She DOES have rex fur, so she is mostly rex. It just isn't super nice rex fur. Rex is easy to see when their whiskers are curled - HAS to be rex.  Rex fur is recessive, so she has to have two doses - the F1 cross of a rex parent onto a normal coated parent (that does NOT carry rex) would be 100% normal coated.  Probably purebred, but not very good type. Wether she's standard or mini will depend on what size she hits. 

She is a tortie in color. Cute!


----------



## Legacy (Sep 26, 2011)

aggieterpkatie said:
			
		

> Thanks!    And do you think she's thin?


No. I wasn't saying she is thin, she looks fine to me.

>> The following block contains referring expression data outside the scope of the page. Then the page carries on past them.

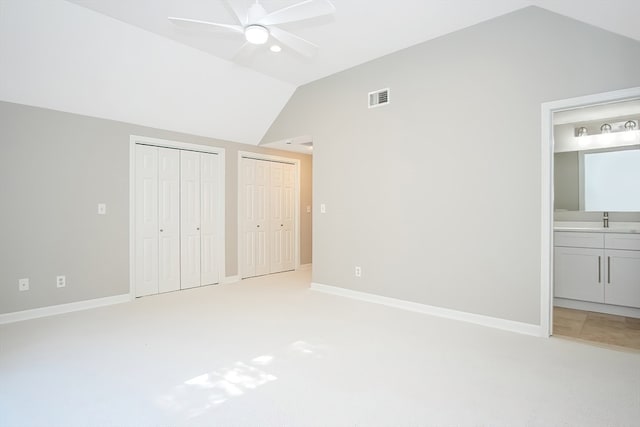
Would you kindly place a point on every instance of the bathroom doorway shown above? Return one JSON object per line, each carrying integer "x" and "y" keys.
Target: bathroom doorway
{"x": 591, "y": 286}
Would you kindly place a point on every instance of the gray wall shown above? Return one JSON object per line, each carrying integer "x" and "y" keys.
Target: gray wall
{"x": 566, "y": 188}
{"x": 437, "y": 195}
{"x": 55, "y": 168}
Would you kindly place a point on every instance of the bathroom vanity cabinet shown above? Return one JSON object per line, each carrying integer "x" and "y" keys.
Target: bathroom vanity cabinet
{"x": 598, "y": 267}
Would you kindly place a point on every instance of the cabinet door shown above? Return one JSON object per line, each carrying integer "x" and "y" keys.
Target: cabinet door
{"x": 578, "y": 274}
{"x": 622, "y": 278}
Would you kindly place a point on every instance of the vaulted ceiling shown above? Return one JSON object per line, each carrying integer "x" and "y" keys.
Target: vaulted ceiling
{"x": 124, "y": 60}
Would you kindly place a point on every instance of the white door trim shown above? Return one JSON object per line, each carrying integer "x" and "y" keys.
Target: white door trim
{"x": 546, "y": 223}
{"x": 136, "y": 139}
{"x": 267, "y": 157}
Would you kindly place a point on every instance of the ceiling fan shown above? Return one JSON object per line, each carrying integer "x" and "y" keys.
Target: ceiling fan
{"x": 257, "y": 26}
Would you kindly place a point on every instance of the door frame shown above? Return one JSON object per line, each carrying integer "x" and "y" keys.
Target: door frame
{"x": 547, "y": 150}
{"x": 220, "y": 224}
{"x": 296, "y": 237}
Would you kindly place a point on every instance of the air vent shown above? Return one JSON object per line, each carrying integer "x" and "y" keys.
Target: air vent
{"x": 379, "y": 98}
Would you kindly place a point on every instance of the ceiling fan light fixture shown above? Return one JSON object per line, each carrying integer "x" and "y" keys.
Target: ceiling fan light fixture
{"x": 256, "y": 34}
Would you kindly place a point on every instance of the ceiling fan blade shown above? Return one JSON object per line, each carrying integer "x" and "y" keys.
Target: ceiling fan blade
{"x": 294, "y": 42}
{"x": 204, "y": 25}
{"x": 245, "y": 54}
{"x": 297, "y": 12}
{"x": 240, "y": 12}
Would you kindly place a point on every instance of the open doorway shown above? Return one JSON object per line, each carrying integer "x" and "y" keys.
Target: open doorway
{"x": 593, "y": 286}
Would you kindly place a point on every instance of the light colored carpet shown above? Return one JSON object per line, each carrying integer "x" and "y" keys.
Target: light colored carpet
{"x": 271, "y": 352}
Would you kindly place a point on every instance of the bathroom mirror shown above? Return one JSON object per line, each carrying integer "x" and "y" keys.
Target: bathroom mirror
{"x": 598, "y": 180}
{"x": 597, "y": 158}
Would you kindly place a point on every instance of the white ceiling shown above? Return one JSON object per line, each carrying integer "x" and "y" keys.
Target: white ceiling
{"x": 360, "y": 30}
{"x": 123, "y": 60}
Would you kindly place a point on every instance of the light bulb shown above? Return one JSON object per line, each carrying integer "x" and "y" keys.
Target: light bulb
{"x": 605, "y": 128}
{"x": 256, "y": 34}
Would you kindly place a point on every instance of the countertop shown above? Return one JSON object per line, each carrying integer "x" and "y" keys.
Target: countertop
{"x": 597, "y": 227}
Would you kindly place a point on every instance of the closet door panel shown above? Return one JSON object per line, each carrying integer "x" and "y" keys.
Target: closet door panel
{"x": 189, "y": 219}
{"x": 248, "y": 225}
{"x": 169, "y": 219}
{"x": 276, "y": 229}
{"x": 209, "y": 209}
{"x": 261, "y": 212}
{"x": 146, "y": 220}
{"x": 288, "y": 217}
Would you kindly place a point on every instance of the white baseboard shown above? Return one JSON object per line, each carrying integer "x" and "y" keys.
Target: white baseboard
{"x": 598, "y": 308}
{"x": 52, "y": 310}
{"x": 478, "y": 319}
{"x": 230, "y": 279}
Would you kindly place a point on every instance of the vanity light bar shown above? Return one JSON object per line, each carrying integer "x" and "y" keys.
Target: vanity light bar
{"x": 626, "y": 125}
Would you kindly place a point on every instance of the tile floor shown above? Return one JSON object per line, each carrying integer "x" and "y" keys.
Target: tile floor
{"x": 600, "y": 328}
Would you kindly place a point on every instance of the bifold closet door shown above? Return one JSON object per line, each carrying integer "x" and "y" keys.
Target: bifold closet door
{"x": 146, "y": 221}
{"x": 189, "y": 219}
{"x": 254, "y": 205}
{"x": 209, "y": 166}
{"x": 157, "y": 220}
{"x": 267, "y": 204}
{"x": 281, "y": 218}
{"x": 168, "y": 219}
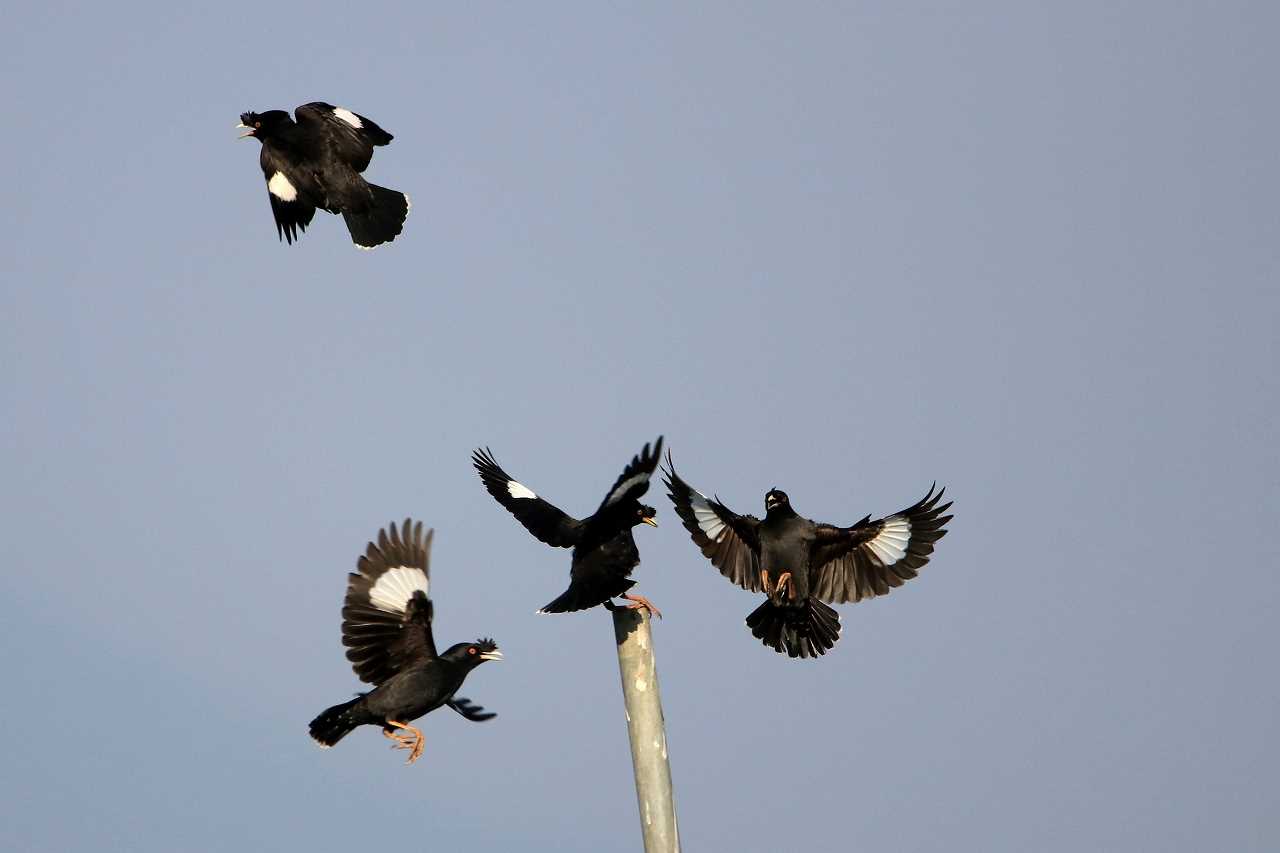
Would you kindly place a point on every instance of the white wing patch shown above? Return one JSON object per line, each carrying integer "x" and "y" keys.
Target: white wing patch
{"x": 708, "y": 521}
{"x": 280, "y": 187}
{"x": 348, "y": 117}
{"x": 890, "y": 543}
{"x": 519, "y": 489}
{"x": 626, "y": 486}
{"x": 394, "y": 587}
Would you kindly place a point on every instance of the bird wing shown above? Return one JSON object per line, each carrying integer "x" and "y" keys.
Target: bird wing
{"x": 634, "y": 480}
{"x": 872, "y": 557}
{"x": 730, "y": 541}
{"x": 347, "y": 136}
{"x": 540, "y": 518}
{"x": 387, "y": 612}
{"x": 470, "y": 710}
{"x": 289, "y": 192}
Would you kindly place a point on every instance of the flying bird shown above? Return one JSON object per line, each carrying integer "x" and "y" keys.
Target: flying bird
{"x": 604, "y": 551}
{"x": 387, "y": 630}
{"x": 316, "y": 163}
{"x": 803, "y": 565}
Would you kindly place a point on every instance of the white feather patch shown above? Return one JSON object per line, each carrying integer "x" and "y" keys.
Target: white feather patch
{"x": 519, "y": 489}
{"x": 890, "y": 543}
{"x": 280, "y": 187}
{"x": 348, "y": 117}
{"x": 626, "y": 486}
{"x": 394, "y": 587}
{"x": 708, "y": 521}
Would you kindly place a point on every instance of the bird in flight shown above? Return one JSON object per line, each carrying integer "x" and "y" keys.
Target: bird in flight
{"x": 803, "y": 566}
{"x": 604, "y": 551}
{"x": 315, "y": 162}
{"x": 387, "y": 630}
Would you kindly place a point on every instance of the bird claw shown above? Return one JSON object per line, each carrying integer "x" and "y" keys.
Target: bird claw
{"x": 640, "y": 602}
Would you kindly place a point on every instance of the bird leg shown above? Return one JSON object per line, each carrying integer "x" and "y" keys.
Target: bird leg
{"x": 641, "y": 603}
{"x": 414, "y": 742}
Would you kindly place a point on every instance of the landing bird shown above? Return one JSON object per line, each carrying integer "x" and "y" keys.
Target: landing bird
{"x": 316, "y": 163}
{"x": 387, "y": 630}
{"x": 604, "y": 551}
{"x": 800, "y": 564}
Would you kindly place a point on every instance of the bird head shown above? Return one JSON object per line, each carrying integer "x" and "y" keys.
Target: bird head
{"x": 776, "y": 500}
{"x": 261, "y": 126}
{"x": 645, "y": 515}
{"x": 474, "y": 653}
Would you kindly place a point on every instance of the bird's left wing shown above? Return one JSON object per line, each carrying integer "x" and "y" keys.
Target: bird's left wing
{"x": 634, "y": 480}
{"x": 387, "y": 612}
{"x": 348, "y": 136}
{"x": 872, "y": 557}
{"x": 542, "y": 518}
{"x": 470, "y": 710}
{"x": 730, "y": 541}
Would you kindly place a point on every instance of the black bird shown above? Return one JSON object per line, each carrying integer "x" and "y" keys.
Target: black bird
{"x": 316, "y": 163}
{"x": 604, "y": 551}
{"x": 812, "y": 562}
{"x": 387, "y": 630}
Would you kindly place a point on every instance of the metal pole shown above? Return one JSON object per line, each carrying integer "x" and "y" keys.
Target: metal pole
{"x": 647, "y": 729}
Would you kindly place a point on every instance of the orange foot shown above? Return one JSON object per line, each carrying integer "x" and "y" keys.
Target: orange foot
{"x": 414, "y": 742}
{"x": 641, "y": 603}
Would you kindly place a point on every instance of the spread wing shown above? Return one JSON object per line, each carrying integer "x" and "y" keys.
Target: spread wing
{"x": 348, "y": 136}
{"x": 872, "y": 557}
{"x": 540, "y": 518}
{"x": 387, "y": 612}
{"x": 292, "y": 204}
{"x": 730, "y": 541}
{"x": 634, "y": 480}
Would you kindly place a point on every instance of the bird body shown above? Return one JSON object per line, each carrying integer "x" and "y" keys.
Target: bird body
{"x": 604, "y": 548}
{"x": 803, "y": 565}
{"x": 387, "y": 629}
{"x": 316, "y": 163}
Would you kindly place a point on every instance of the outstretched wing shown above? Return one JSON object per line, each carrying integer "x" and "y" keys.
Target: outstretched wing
{"x": 289, "y": 191}
{"x": 469, "y": 710}
{"x": 872, "y": 557}
{"x": 348, "y": 136}
{"x": 387, "y": 612}
{"x": 730, "y": 541}
{"x": 634, "y": 480}
{"x": 544, "y": 520}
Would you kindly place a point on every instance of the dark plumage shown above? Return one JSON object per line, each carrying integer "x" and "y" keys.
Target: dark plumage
{"x": 387, "y": 630}
{"x": 316, "y": 163}
{"x": 800, "y": 564}
{"x": 604, "y": 551}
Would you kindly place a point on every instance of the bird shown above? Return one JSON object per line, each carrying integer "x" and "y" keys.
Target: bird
{"x": 801, "y": 565}
{"x": 387, "y": 629}
{"x": 315, "y": 162}
{"x": 604, "y": 551}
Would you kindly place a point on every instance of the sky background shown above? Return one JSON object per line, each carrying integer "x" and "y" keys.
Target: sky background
{"x": 1031, "y": 252}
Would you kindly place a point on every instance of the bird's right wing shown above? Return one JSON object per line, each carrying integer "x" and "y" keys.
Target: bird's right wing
{"x": 540, "y": 518}
{"x": 730, "y": 541}
{"x": 387, "y": 612}
{"x": 470, "y": 710}
{"x": 348, "y": 136}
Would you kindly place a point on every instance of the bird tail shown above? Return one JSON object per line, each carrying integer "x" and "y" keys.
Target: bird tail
{"x": 581, "y": 594}
{"x": 382, "y": 222}
{"x": 337, "y": 723}
{"x": 808, "y": 630}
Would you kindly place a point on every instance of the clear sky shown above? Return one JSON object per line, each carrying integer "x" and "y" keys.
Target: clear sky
{"x": 1027, "y": 250}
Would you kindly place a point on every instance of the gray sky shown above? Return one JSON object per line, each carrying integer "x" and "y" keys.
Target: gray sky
{"x": 844, "y": 250}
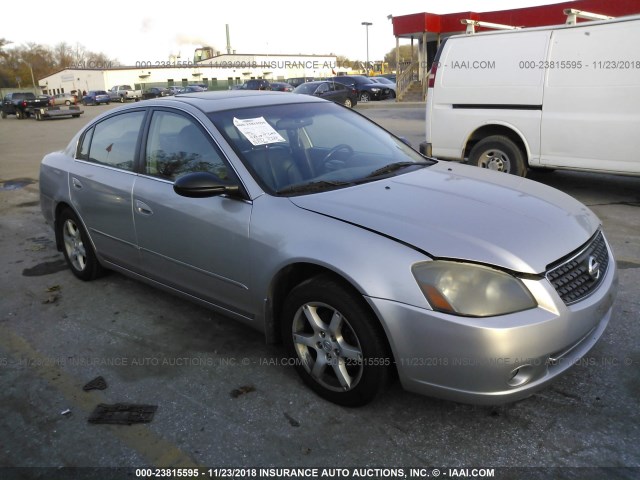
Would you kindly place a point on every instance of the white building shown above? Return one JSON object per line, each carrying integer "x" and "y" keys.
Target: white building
{"x": 218, "y": 73}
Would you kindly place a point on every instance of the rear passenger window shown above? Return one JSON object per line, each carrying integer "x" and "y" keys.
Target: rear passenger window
{"x": 176, "y": 145}
{"x": 113, "y": 141}
{"x": 83, "y": 149}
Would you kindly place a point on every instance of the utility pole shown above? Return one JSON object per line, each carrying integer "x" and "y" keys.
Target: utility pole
{"x": 367, "y": 25}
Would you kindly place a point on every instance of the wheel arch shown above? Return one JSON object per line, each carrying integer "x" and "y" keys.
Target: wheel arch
{"x": 498, "y": 129}
{"x": 290, "y": 277}
{"x": 56, "y": 222}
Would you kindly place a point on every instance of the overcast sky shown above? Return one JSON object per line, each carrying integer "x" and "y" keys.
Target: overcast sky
{"x": 152, "y": 31}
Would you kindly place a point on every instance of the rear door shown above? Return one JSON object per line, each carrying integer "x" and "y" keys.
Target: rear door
{"x": 102, "y": 182}
{"x": 197, "y": 245}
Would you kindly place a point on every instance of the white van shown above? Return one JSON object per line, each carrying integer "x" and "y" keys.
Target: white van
{"x": 550, "y": 97}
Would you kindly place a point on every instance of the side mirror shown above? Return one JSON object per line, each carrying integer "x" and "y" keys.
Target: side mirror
{"x": 202, "y": 185}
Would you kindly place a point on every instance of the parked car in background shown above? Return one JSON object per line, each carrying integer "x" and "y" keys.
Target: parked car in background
{"x": 254, "y": 84}
{"x": 96, "y": 97}
{"x": 297, "y": 81}
{"x": 49, "y": 98}
{"x": 155, "y": 92}
{"x": 366, "y": 89}
{"x": 65, "y": 99}
{"x": 334, "y": 91}
{"x": 474, "y": 286}
{"x": 191, "y": 89}
{"x": 122, "y": 93}
{"x": 22, "y": 104}
{"x": 281, "y": 87}
{"x": 387, "y": 83}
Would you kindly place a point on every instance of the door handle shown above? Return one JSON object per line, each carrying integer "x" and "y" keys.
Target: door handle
{"x": 143, "y": 209}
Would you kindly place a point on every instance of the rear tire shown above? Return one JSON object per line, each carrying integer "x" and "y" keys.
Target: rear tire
{"x": 77, "y": 248}
{"x": 498, "y": 153}
{"x": 337, "y": 344}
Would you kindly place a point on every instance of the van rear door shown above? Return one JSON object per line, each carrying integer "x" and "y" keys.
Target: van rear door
{"x": 591, "y": 105}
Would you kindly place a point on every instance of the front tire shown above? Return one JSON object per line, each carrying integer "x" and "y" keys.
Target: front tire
{"x": 338, "y": 346}
{"x": 77, "y": 248}
{"x": 498, "y": 153}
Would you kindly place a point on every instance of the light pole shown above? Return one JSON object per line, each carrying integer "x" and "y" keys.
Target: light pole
{"x": 367, "y": 25}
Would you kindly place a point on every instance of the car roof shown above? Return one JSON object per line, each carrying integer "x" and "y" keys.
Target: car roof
{"x": 229, "y": 99}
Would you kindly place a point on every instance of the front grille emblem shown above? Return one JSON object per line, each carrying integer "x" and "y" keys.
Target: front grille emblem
{"x": 593, "y": 268}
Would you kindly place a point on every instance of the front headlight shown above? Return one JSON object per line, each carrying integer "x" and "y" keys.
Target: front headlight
{"x": 471, "y": 290}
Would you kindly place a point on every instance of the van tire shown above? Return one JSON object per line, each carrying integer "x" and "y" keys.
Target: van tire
{"x": 498, "y": 153}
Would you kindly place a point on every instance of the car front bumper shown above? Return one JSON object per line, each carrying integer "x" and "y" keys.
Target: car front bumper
{"x": 498, "y": 359}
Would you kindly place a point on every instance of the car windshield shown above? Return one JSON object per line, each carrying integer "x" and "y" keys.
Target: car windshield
{"x": 295, "y": 149}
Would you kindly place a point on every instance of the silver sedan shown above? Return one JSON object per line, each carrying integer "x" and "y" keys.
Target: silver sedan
{"x": 310, "y": 223}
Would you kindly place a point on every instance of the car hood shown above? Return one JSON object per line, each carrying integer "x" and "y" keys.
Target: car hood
{"x": 459, "y": 212}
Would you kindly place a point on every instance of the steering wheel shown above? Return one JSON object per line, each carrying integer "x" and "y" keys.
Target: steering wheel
{"x": 341, "y": 147}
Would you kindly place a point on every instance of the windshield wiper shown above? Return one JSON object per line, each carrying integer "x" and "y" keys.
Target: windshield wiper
{"x": 312, "y": 186}
{"x": 392, "y": 167}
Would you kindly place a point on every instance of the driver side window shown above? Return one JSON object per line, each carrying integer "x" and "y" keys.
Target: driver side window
{"x": 177, "y": 145}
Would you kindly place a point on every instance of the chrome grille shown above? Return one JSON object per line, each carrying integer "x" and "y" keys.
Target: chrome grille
{"x": 578, "y": 275}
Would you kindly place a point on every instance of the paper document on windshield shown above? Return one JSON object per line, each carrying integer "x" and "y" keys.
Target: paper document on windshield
{"x": 258, "y": 131}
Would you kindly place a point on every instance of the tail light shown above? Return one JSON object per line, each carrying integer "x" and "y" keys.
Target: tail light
{"x": 432, "y": 75}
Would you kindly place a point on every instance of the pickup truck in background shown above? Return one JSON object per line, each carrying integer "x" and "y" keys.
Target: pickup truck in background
{"x": 122, "y": 93}
{"x": 22, "y": 104}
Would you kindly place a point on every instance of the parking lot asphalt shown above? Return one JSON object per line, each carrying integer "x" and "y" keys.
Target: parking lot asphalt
{"x": 225, "y": 399}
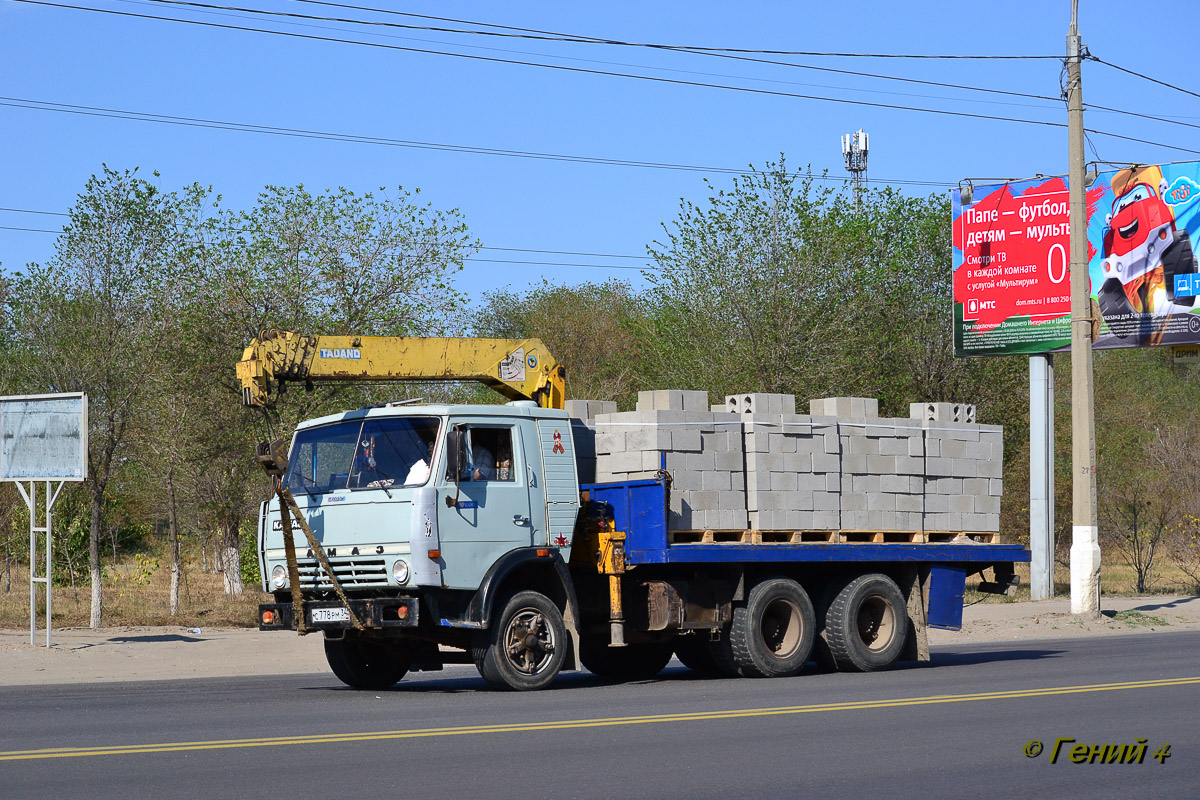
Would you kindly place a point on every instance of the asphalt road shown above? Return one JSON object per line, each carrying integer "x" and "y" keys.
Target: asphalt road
{"x": 952, "y": 728}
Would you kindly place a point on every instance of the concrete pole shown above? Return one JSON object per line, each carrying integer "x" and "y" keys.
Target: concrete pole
{"x": 1085, "y": 548}
{"x": 1042, "y": 476}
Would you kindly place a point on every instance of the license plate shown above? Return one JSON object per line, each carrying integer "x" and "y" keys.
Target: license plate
{"x": 331, "y": 614}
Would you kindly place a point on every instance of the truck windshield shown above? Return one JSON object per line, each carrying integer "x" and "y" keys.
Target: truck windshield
{"x": 363, "y": 455}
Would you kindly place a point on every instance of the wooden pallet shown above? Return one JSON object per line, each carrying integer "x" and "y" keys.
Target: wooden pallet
{"x": 831, "y": 536}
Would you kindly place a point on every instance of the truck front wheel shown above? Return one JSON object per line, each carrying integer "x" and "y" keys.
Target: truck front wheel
{"x": 526, "y": 644}
{"x": 772, "y": 633}
{"x": 867, "y": 624}
{"x": 364, "y": 663}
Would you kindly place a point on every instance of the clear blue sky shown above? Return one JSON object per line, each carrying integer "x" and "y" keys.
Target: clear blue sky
{"x": 81, "y": 58}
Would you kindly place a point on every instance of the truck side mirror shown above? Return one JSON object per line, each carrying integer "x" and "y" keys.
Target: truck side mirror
{"x": 456, "y": 451}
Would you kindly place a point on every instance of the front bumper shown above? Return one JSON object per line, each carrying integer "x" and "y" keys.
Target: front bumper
{"x": 376, "y": 613}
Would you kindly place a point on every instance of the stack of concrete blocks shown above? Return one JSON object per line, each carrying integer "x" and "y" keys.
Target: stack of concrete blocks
{"x": 963, "y": 468}
{"x": 700, "y": 447}
{"x": 754, "y": 463}
{"x": 940, "y": 474}
{"x": 792, "y": 465}
{"x": 583, "y": 414}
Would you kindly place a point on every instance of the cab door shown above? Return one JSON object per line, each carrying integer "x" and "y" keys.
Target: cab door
{"x": 491, "y": 515}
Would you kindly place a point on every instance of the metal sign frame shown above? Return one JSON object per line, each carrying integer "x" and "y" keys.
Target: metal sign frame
{"x": 54, "y": 483}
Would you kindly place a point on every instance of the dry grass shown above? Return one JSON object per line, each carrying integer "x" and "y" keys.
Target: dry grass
{"x": 137, "y": 594}
{"x": 1117, "y": 579}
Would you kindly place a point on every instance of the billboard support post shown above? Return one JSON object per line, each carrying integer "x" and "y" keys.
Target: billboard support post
{"x": 1085, "y": 548}
{"x": 30, "y": 498}
{"x": 1042, "y": 476}
{"x": 43, "y": 439}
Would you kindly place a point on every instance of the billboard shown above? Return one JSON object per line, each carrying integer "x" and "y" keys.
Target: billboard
{"x": 1012, "y": 277}
{"x": 43, "y": 437}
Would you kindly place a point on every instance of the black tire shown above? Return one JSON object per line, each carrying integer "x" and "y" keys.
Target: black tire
{"x": 772, "y": 633}
{"x": 867, "y": 624}
{"x": 695, "y": 653}
{"x": 636, "y": 661}
{"x": 366, "y": 663}
{"x": 1115, "y": 305}
{"x": 526, "y": 644}
{"x": 1179, "y": 259}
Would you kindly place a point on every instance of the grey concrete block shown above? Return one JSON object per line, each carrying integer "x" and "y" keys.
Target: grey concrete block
{"x": 942, "y": 411}
{"x": 937, "y": 504}
{"x": 975, "y": 486}
{"x": 881, "y": 464}
{"x": 648, "y": 438}
{"x": 864, "y": 483}
{"x": 610, "y": 443}
{"x": 881, "y": 501}
{"x": 987, "y": 505}
{"x": 853, "y": 464}
{"x": 685, "y": 439}
{"x": 960, "y": 504}
{"x": 727, "y": 462}
{"x": 859, "y": 445}
{"x": 991, "y": 469}
{"x": 826, "y": 463}
{"x": 717, "y": 481}
{"x": 731, "y": 500}
{"x": 852, "y": 501}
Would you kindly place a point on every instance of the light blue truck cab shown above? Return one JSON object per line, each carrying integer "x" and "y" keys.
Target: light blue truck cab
{"x": 461, "y": 534}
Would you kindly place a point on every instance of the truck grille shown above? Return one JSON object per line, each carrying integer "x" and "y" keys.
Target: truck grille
{"x": 352, "y": 573}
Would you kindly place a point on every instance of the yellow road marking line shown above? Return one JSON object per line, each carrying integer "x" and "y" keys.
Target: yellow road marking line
{"x": 521, "y": 727}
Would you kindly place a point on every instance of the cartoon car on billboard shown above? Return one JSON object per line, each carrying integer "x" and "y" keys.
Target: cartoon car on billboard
{"x": 1143, "y": 253}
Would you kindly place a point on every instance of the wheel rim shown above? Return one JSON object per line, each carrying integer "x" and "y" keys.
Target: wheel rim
{"x": 781, "y": 627}
{"x": 876, "y": 623}
{"x": 528, "y": 642}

I was just thinking, given where you got her from, she would probably benefit from having some good care. She will probably begin to look even better than she does now. And, btw, I think she is very pretty. Certainly worth the $9!


----------



## aggieterpkatie (Sep 26, 2011)

Caprice_Acres said:
			
		

> She DOES have rex fur, so she is mostly rex. It just isn't super nice rex fur. Rex is easy to see when their whiskers are curled - HAS to be rex.  Rex fur is recessive, so she has to have two doses - the F1 cross of a rex parent onto a normal coated parent (that does NOT carry rex) would be 100% normal coated.  Probably purebred, but not very good type. Wether she's standard or mini will depend on what size she hits.
> 
> She is a tortie in color. Cute!


Aha!  Thanks for that explanation. Well, we'll see how she does as she gets older!  I'm almost 100% certain she's a girl.   Maybe I'll try to take pics and post them tomorrow to see what ya'll think.


----------



## Mrs.Smith09 (Sep 30, 2011)

Firstly I do agree she looks like a mini rex to me. Probably 4 months at least though I could be wrong about that. I have never seen the standard rex as young rabbits so it could be a standard rex. I bet she is a purebred, she just isn't a great purebred. We raise mini rex, have champion lines in our pedigrees and still on rare occasions end up with a bunny that looks like her fur quality wise. 
Also want to say I wish you all lived closer to me. We often will end up keeping show quality kits for 4 plus months before anyone is interested in them. From our Siamese satin's to our mini rex and mini lops. We also usually sell them for $15-20. There are always lots of rabbits around here though so no one really wants to pay a lot when they can get them for $5 or even free. I took 8 pure bred tatooed mini lop kits to the local swap. Priced them at $10 with a partial pedigree (only missing one generation on the sires side) and I brought all 8 back home again. But a friend of mine got a free "polish" (its not a polish, its just a mix) and I picked up a mini lop buck with a pedigree for $5 that is 4 months old.
I think you have a pretty doe there, but I wouldn't of paid $9 for her, without a pedigree and some information on what she is. But like I said there are more choices here, and prices are a lot lower.


----------



## 20kidsonhill (Sep 30, 2011)

aggieterpkatie said:
			
		

> Do you think she's just a young standard rex mix?   She was in a cage with several other small rabbits, and they all looked young.  I've been having SUCH a hard time finding a doe to start breeding meat rabbits.  I found this girl (I'm pretty sure she's a girl) at the farmer's market for $9.  Then I went to the county fair and saw a HUGE gorgeous California doe for sale for $15!!!!   I would have bought her, but she had to stay until today, and I had to come back home yesterday (fair was 2 hrs away).  I was so bummed!!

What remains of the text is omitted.